On May 24, 2007, at 10:45 PM, John Levine wrote:
I ask you: What would you suggest? It's quite hard to craft
technical solutions to policy failures.
Since the registrar business has degenerated into a race to the
bottom, I don't see anything better than setting a floor that is
the minimal allowable bottom. Since ICANN has neither the
inclination nor the competence to do that, and they have no control
over ccTLDs anyway, that means (egad!) regulation.
Yeah, I know the Internet is all over the world, but as a
participant in the London Action Plan, an informal talking shop of
the bits of governments that deal with online crime, spam, etc., I
can report that pretty much all of the countries that matter
realize there's a problem, and a lot of them have passed or will
pass laws whether we like it or not. So it behooves us to engage
them and help them pass better rather than worse laws.

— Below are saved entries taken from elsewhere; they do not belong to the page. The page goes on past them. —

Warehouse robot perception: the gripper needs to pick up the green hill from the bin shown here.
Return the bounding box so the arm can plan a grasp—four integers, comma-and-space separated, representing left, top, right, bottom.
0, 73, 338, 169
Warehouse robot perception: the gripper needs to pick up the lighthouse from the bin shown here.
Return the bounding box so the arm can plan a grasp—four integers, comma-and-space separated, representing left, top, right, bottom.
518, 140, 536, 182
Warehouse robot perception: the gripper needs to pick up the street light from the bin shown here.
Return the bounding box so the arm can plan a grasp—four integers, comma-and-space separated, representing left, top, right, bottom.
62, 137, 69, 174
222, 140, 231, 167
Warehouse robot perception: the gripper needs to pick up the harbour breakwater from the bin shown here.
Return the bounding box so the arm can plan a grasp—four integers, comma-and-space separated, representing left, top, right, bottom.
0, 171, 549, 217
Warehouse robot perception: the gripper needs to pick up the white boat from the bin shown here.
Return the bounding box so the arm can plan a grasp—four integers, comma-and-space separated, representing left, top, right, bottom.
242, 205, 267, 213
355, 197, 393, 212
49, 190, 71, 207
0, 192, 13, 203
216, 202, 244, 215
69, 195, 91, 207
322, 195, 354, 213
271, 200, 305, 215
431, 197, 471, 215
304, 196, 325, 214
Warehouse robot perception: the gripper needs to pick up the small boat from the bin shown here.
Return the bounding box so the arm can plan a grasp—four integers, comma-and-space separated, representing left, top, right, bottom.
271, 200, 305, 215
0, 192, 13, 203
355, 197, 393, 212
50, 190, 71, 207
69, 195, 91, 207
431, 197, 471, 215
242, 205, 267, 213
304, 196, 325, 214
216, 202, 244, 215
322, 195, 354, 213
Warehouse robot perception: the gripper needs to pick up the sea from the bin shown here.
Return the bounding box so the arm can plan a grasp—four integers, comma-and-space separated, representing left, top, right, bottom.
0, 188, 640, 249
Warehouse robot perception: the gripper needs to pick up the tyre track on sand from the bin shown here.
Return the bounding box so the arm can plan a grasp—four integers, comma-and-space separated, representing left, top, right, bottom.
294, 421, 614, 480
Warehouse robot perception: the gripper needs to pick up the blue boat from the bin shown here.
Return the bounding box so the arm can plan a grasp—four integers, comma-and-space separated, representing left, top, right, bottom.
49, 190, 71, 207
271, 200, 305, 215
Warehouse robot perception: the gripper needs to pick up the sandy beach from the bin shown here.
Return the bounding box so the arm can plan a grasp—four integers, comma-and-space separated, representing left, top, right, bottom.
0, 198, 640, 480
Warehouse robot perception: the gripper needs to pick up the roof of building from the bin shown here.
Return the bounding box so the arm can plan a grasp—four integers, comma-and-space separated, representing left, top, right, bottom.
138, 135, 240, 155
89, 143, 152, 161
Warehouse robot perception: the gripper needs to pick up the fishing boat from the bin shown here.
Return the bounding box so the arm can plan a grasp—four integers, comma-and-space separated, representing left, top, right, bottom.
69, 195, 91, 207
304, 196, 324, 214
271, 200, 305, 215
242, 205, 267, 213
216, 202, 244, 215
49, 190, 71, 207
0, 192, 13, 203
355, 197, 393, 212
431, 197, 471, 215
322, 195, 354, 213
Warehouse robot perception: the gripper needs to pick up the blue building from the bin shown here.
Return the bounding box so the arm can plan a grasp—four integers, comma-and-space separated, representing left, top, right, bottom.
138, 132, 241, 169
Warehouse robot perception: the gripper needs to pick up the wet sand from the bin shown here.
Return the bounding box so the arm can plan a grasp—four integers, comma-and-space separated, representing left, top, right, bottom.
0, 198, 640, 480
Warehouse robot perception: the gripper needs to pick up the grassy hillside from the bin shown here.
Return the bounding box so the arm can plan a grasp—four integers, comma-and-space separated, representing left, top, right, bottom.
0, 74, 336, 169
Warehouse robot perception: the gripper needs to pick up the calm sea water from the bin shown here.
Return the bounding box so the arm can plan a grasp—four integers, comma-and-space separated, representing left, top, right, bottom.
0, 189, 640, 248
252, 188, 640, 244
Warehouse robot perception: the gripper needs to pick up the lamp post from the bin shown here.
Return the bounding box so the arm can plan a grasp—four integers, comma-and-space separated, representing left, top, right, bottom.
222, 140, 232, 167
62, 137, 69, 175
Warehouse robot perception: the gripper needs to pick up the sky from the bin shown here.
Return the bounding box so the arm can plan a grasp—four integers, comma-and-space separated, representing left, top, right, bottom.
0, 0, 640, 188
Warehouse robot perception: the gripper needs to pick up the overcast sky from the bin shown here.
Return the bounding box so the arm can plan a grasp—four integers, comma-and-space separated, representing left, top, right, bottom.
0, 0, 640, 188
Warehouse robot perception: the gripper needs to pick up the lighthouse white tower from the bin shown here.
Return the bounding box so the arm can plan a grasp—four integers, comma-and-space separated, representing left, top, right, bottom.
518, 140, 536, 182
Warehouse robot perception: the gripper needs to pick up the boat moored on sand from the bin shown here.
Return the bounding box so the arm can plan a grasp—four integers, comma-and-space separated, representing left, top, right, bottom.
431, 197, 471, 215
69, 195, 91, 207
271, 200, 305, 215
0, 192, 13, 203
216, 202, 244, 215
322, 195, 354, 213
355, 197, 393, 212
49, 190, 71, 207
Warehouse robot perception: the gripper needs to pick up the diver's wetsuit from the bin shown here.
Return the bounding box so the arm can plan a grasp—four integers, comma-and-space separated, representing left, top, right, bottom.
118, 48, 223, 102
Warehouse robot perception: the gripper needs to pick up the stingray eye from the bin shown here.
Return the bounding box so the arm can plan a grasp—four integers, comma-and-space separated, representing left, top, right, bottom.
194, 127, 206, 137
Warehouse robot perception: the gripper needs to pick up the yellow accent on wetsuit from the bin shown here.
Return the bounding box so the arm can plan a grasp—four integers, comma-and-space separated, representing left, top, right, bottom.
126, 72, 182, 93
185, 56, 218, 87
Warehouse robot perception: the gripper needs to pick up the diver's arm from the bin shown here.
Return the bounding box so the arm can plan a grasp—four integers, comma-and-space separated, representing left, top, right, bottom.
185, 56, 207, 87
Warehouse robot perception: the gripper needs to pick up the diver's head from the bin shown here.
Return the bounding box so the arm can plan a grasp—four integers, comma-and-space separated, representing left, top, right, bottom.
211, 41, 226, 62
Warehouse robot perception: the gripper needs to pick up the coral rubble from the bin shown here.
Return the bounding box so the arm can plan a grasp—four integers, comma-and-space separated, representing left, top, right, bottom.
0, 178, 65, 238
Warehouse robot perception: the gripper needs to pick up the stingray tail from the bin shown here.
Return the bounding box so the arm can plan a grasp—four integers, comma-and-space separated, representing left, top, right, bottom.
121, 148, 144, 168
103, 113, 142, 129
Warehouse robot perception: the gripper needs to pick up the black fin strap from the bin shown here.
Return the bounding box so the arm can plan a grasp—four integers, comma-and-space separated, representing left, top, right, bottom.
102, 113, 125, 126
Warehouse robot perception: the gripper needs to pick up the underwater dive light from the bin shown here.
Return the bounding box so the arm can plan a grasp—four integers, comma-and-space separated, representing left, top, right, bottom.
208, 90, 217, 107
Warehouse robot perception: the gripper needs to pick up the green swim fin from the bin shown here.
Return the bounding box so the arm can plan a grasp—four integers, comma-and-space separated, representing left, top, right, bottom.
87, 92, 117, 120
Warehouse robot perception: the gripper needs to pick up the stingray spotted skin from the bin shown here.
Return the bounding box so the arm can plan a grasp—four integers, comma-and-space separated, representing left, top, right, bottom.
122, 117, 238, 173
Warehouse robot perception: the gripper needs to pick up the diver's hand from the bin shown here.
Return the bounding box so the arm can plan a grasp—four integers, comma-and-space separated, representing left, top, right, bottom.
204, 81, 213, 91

Agreed, but adding a preview process doesn't cost much and would help
establish stability. There are millions of domains churning every
day. Just keeping track of which domains are new is costly. Once it
becomes common place for providers to withhold DNS information of new
domains, does it really make sense to permit domain records to change
frequently and within milliseconds after some holding period? While
provisions should be established for granting exceptions, requiring a
12 hour zone preview before going "live" should lead to significant
reductions in the amount of criminal activity depending upon this
insane agility that thwarts tracking and takedowns.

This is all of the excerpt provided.